İnsanlık, tarih boyunca birçok buluşa şahit olmuştur. Doğruya doğru, teknoloji hızla ilerliyor. Her konuda, her yerde ve bütün zaman dilimlerinde… Bu bazen insanlığa, her şeye sahipmiş gibi hissettiriyor. Cevapsız bırakılacak soru yokmuş gibi, hatta sorulacak soru bile kalmamış gibi. Fakat durum bundan çok farklı. Sağlık konusunda her geçen gün ilerliyoruz, bedenimizin her zerresini çözdük. Peki ya ruh? Peki ya insanın kafasının içi? Orada neler oluyor, fiziksel olarak mükemmel ve sağlıklı bir bedenin içinde kopan mental fırtınalar? Bu et yığını ne işe yarıyor, her şey insan kendiyle kaldığında ortaya çıkmaz mı? Öyle ki, bu garip hissiyat nasıl anlatılır insan bilemiyor. Yani sizin her şeye cevabınız var belki ama ya sorulmayan sorular?
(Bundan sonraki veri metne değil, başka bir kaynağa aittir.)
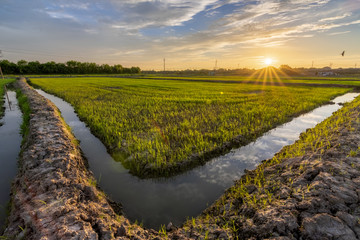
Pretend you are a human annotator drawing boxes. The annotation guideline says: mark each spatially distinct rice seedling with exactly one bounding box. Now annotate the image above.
[31,77,349,177]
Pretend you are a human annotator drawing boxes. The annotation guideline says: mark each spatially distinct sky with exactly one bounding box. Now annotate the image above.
[0,0,360,70]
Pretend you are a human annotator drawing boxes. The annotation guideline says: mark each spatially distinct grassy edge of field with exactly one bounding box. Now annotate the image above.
[176,93,360,239]
[0,78,15,126]
[27,78,352,179]
[0,79,31,236]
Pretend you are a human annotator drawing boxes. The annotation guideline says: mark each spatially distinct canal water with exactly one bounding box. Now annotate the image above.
[37,90,358,229]
[0,91,22,232]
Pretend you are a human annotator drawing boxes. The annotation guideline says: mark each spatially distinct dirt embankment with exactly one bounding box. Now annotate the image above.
[179,93,360,240]
[4,79,158,239]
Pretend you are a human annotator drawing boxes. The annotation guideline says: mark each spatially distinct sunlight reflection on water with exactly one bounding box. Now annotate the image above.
[38,90,358,229]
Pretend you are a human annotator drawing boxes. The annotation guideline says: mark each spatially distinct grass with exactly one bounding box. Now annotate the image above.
[194,93,360,236]
[16,89,31,139]
[31,77,349,177]
[134,75,360,87]
[0,79,15,121]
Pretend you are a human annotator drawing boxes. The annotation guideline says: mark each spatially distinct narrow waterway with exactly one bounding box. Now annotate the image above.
[0,92,22,231]
[37,90,359,229]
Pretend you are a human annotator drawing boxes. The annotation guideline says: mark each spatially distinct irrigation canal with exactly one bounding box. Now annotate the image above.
[0,91,22,229]
[37,90,359,229]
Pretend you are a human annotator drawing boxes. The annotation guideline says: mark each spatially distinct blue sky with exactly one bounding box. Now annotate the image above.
[0,0,360,70]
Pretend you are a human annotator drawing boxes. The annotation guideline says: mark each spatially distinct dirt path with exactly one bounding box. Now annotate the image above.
[174,91,360,240]
[4,79,155,239]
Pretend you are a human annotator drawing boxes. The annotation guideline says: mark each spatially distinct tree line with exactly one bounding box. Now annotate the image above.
[0,60,141,74]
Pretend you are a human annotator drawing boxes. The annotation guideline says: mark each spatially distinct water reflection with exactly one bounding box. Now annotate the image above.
[0,91,22,230]
[38,90,357,229]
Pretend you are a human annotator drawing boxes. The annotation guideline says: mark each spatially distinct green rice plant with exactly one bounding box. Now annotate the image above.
[31,77,349,177]
[0,78,15,121]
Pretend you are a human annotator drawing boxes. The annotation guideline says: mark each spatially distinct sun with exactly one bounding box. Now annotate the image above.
[264,58,273,66]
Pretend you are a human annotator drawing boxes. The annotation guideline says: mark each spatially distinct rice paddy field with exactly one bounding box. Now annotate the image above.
[31,77,351,177]
[0,79,14,120]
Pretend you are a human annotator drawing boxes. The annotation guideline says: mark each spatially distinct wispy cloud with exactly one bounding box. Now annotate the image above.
[0,0,360,68]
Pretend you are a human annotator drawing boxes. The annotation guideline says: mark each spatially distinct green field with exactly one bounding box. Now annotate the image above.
[31,77,349,177]
[0,79,14,118]
[134,73,360,87]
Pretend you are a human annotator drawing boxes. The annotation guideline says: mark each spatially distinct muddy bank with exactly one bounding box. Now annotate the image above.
[4,79,156,239]
[178,94,360,240]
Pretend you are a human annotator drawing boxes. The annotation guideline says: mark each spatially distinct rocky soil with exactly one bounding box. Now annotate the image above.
[4,79,158,239]
[179,93,360,240]
[5,79,360,240]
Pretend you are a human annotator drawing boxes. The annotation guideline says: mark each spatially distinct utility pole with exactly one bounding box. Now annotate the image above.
[0,50,11,111]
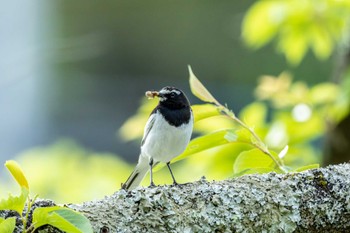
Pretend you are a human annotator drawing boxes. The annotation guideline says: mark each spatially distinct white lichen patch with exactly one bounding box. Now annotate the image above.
[66,164,350,232]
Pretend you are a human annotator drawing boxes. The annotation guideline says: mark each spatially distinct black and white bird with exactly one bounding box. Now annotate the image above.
[122,87,193,190]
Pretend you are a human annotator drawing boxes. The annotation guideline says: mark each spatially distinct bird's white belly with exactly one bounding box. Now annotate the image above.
[141,114,193,163]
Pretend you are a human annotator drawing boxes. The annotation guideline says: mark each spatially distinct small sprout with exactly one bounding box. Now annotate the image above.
[145,91,159,99]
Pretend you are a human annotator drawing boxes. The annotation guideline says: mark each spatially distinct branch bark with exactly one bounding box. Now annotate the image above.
[3,163,350,232]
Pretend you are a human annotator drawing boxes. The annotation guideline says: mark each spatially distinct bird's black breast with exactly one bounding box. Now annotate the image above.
[153,105,191,127]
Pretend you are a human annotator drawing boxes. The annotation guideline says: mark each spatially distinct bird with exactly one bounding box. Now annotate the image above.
[122,86,193,190]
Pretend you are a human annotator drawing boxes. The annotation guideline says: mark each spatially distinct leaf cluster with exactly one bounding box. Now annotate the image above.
[120,68,348,178]
[0,160,93,233]
[242,0,350,65]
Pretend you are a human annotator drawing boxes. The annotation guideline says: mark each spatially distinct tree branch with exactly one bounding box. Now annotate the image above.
[3,163,350,232]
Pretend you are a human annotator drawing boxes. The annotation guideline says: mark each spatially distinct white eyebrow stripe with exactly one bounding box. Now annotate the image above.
[160,89,181,95]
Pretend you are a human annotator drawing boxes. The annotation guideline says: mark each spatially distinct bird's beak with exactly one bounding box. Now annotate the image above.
[145,91,162,99]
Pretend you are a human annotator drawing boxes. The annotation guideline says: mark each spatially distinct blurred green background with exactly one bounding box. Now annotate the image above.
[0,0,350,202]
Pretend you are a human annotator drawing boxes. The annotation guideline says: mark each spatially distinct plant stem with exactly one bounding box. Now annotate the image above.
[216,103,287,173]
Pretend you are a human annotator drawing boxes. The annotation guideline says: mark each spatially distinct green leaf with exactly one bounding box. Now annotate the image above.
[233,148,275,174]
[0,187,29,215]
[292,163,320,172]
[309,82,340,104]
[0,217,16,233]
[5,160,29,190]
[242,1,285,48]
[33,206,93,233]
[239,102,267,127]
[188,66,220,105]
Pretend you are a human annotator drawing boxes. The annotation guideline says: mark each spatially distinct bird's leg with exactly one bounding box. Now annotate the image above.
[149,158,156,187]
[166,161,178,185]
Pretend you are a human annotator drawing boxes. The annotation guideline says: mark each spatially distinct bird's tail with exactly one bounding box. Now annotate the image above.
[122,156,149,190]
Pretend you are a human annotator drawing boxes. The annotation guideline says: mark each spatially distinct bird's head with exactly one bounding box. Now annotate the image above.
[146,86,190,108]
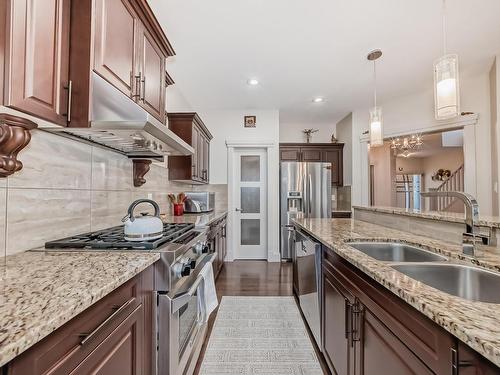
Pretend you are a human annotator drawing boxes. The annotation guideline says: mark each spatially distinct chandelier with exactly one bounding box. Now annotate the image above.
[391,134,424,158]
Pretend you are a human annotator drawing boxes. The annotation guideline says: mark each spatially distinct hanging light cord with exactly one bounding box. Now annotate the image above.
[443,0,446,56]
[373,60,377,107]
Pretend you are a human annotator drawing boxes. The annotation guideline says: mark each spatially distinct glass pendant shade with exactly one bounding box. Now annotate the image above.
[370,107,384,147]
[434,55,460,120]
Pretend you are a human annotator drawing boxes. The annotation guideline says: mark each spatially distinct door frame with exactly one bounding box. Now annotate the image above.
[226,140,281,262]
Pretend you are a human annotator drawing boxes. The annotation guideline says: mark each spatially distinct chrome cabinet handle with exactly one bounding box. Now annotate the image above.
[139,76,146,103]
[130,72,142,99]
[80,297,135,345]
[64,80,73,122]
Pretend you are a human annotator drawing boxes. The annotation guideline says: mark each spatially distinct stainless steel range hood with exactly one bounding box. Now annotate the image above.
[44,73,194,160]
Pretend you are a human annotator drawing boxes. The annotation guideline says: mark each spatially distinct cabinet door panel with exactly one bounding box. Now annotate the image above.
[323,269,352,375]
[139,27,165,122]
[71,305,146,375]
[300,147,322,161]
[5,0,70,125]
[356,309,432,375]
[280,147,300,161]
[94,0,138,96]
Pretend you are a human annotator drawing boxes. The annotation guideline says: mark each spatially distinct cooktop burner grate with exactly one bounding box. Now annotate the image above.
[45,224,194,250]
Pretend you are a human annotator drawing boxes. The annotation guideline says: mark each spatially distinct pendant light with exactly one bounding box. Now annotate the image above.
[434,0,460,120]
[366,49,384,147]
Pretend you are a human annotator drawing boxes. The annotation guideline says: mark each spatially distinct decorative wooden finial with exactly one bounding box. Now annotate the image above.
[0,113,37,177]
[132,159,151,187]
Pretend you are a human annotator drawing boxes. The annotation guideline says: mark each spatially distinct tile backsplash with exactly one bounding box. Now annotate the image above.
[0,130,227,255]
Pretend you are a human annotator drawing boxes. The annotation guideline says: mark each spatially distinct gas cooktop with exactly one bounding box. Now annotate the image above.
[45,223,196,250]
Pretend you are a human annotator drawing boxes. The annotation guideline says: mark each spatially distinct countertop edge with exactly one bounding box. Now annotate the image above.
[352,206,500,228]
[0,254,160,367]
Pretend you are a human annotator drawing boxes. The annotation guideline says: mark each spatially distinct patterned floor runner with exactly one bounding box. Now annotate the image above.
[200,297,323,375]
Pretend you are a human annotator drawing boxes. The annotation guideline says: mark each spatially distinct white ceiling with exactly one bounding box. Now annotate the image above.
[149,0,500,125]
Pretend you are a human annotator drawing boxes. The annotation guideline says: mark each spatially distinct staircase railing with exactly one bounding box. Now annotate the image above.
[430,164,464,211]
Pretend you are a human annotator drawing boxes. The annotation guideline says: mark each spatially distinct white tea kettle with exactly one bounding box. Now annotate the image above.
[122,199,163,241]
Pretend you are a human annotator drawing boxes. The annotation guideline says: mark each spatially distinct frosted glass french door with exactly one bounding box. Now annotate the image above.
[233,150,267,259]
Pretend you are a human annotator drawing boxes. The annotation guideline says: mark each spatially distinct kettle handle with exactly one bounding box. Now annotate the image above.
[128,199,160,221]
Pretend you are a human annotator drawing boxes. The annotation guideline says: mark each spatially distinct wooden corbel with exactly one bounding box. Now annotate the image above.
[132,159,151,187]
[0,113,38,177]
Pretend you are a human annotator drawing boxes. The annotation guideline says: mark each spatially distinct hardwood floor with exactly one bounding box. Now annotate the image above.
[194,260,329,375]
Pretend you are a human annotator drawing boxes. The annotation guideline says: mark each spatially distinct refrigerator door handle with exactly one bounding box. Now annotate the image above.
[307,174,312,216]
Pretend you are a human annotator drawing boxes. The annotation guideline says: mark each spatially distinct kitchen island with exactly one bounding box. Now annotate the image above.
[295,219,500,372]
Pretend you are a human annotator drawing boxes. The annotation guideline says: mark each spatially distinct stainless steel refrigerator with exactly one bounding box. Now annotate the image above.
[280,162,332,259]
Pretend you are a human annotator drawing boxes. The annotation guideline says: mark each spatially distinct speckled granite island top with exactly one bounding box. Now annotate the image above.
[353,206,500,228]
[295,219,500,366]
[0,252,159,366]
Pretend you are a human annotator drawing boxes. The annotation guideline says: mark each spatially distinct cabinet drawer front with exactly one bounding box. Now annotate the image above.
[324,248,455,374]
[9,276,141,375]
[71,305,143,375]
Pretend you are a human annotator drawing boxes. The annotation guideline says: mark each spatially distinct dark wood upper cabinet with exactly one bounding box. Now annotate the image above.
[137,25,166,121]
[300,147,323,162]
[280,146,300,161]
[0,0,175,127]
[322,148,344,186]
[94,0,140,97]
[167,113,212,184]
[280,143,344,186]
[0,0,70,125]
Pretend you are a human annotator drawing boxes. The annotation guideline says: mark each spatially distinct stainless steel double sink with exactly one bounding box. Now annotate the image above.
[348,242,500,303]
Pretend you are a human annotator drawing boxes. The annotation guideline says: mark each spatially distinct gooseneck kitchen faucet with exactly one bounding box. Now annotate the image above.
[420,191,494,256]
Bir kalp kaç kez kırılır? İlk seferde biteceğini sanıyor insan, küçük bir yara bandı her şeyi hallediyor. Sonra bir daha kırılıyor insan, bir yara bandı daha. Ve insan her kırgınlığında sarıyor kalbini, bu yüzdendir kalpsiz insanların geçmişinde bu kadar kırgınlığın olması. İzin vermemeye çalışmak, hayatına insan almamak bir çözüm değildir. O kalp hep kırılır ve bir daha düzelmez.
Bir güven kaç kez ihanete uğrar? Güvenmek, aptallıktır! Her insanın elbet yalnız kendine sakladıkları vardır. Bazı şeyleri ise içinden atmak, belki yükünü paylaşmak adı altında insanlarla paylaşır. Ya da sevgisini verir insana, inanır. İnanır ve güvenir. Belirli bir olgunluğa erişmiş insanlar kolay güvenmezler, zamanla öğrenilir bazı şeyler. İnsan evladına güvenilmeyeceğini de dersini alarak öğrenir insan. Güvenini kaybedene kadar, herkese ön yargıyla yaklaşmaya başlayana kadar çok kez ihanete uğrar insan. Çok kez aldatılır, çok kez aldanır.
Bir insan, bir başkasını kendinden çok sevebilir mi? Sever. İnsan çok sever. Kendinden bile vazgeçer, sevdiğinden vazgeçmez bazen. Belki de en güzel duygudur, sevgi. İnsana fazla bir duygudur, bu bencilliğe bir adiyattır.
Görüyorsunuz ya, herkesin farklı cevaplayacağı birkaç soru. Subjektif ve yanılgıdan ibaret. Böyle sıralanabilecek tonla soru var; düşündüren, net bir cevabı hiçbir zaman olmayan. Garip, korkunç, insanın ruhunu hasta eden sorular. Cevabı da, sorusu da korkutuyor insanı, ürkütüyor. İnsan, bir bedenden ibaret değil. Asıl önemli olan derinlerde, ruhta saklı. Hastalanan ruh, sıkıntıya düşen ruh, kırılan ruh, aldanan ruh… Ruhun bir ilacı yok maalesef, ruha verilecek cevap yok. Çünkü ruhun sorusu da yok zaten. Derin bir boşlukta, anlamsız süregelen bir kaygıyla boğuşuyor.